Computers and standard programming languages can be used efficiently for high-level, clearly formulated problems such as computing balance sheets and income statements, solving partial differential equations, or managing operations in a car factory. It is much more difficult to write efficient and fault-tolerant programs for ``simple'' primitive tasks like hearing, seeing, touching, manipulating parts, recognizing faces, avoiding obstacles, and so on. Usually, the existing artificial systems for the above tasks are within a narrowly limited domain of application, very sensitive to hardware and software failures, and difficult to modify and adapt to new environments.
Neural nets represent a new approach to bridging the gap between cheap computational power and solutions for some of the above-cited tasks. We as human beings like to consider ourselves good examples of the power of the neuronal approach to problem solving.
To avoid naive optimism and over inflated expectations about ``self-programming'' computers, it is safer to see this development as the creation of another level of tools insulating generic users looking for fast solutions from the details of sophisticated learning mechanisms. Today, generic users do not care about writing operating systems; in the near future some users will not care about programming and debugging. They will have to choose appropriate off-the-shelf subsystems (both hardware and software) and an appropriate set of examples and high-level specifications; neural nets will do the rest. Neural networks have already been useful in areas like pattern classification, robotics, system modeling, and forecasting over time ([Borsellino:61a], [Broomhead:88a], [Gorman:88a], [Sejnowski:87a], [Rumelhart:86b], [Lapedes:87a]).

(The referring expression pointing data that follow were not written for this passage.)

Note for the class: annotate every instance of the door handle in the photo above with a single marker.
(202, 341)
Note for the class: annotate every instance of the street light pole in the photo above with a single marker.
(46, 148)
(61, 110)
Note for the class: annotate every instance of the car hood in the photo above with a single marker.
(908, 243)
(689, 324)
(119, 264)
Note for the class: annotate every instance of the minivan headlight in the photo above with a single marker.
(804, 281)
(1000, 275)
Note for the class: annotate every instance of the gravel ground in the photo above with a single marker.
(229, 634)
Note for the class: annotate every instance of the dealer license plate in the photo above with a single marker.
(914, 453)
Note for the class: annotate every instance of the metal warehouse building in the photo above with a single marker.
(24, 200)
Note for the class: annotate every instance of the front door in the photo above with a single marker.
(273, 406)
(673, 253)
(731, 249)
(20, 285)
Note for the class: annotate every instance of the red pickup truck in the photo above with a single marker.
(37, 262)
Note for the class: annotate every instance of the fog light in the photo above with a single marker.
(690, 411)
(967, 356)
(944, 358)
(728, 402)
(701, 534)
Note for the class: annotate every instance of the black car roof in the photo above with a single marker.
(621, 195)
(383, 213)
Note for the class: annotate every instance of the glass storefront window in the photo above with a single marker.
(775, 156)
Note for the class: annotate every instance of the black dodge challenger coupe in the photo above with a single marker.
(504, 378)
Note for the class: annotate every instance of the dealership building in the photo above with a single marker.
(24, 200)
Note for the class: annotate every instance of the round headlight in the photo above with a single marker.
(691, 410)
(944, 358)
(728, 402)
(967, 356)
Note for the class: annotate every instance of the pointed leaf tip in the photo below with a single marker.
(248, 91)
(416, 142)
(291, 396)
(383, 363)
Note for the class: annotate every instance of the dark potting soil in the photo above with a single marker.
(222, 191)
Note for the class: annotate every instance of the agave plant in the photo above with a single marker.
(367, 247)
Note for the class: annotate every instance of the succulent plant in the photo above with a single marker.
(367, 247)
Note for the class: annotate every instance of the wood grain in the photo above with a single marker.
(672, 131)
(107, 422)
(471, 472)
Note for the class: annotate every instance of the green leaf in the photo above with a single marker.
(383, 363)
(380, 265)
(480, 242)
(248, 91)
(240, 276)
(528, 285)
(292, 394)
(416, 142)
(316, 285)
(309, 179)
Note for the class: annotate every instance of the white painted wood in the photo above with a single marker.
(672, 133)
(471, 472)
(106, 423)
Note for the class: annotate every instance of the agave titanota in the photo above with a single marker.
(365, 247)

The focus of this work is on ``supervised learning'', that is, learning an association between input and output patterns from a set of examples. The mapping is executed by a feed-forward network with different layers of units, such as the one shown in Figure 9.22.
Figure 9.22: Multilayer Perceptron and Transfer Function
Each unit that is not in the input layer receives an input given by a weighted sum of the outputs of the previous layer and produces an output using a ``sigmoidal'' transfer function, with a linear range and saturation for large positive and negative inputs. This particular architecture has been considered because it has been used extensively in neural network research, but the learning method presented can be used for different network designs ([Broomhead:88a]).